My foreign fans may be unaware that this is a genuine political party in the UK. It’s a shadow of its former self since the death of its firebrand leader and spokesman Screaming Lord Sutch, but even so most general elections will see a few candidates dressed as chickens or leprechauns gracing the stage at various count announcements. The idea, in case you have not guessed was to subvert things a bit.
I say they have lost a bit of steam, but help is at hand from the Honourable David Tredinnick MP, the sitting Conservative member for Bosworth. He’s clearly out there where the air’s a bit thin. He has recently said that we can reduce the pressure on the National Health Service if we consult an astrologer. He said scientific opposition to the whole idea of astrology is ‘… based on the SIP formula-superstition, ignorance, and prejudice.’ Pretty rich for somebody who believes Jupiter can affect our health to accuse others of being superstitious don’t you think? Fortunately he elaborates ‘It tends to be based on superstition (huh?), with scientists reacting emotionally, which is a great irony. They are also ignorant, because they never study the subject…’ He then puts the final nail in his own coffin lid, saying that since so many Asians, and in particular Hindus, make extensive use of astrology, to decry it is racial prejudice.

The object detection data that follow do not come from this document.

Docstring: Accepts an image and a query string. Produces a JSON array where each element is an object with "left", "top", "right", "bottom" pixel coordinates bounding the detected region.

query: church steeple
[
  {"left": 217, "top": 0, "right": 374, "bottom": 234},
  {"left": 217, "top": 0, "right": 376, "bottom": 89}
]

The thing is that astrology has been exposed to rigorous scientific examination over and over. Over and over it has been shown to be complete bunk. Racial prejudice? I’d bet my house that Mr Tredinnick is a churchgoer, and as a Christian he does not believe in Brahma, or Shiva, or Lakshmi, or Krishna, so that puts him in the racist boat along with scientists and members of the BNP. Clearly as mad as a bag of wet mice.
Somewhat worryingly, he is Chairman of the All-Party Parliamentary Group for Integrated Healthcare, and has been since 2002. To add to your dismay, I fear I must tell you that he is a member of both the House of Commons Health Committee and the Science and Technology Committee having been elected to these positions by fellow MPs. I wonder if those idiots who voted for him are regretting the decision now.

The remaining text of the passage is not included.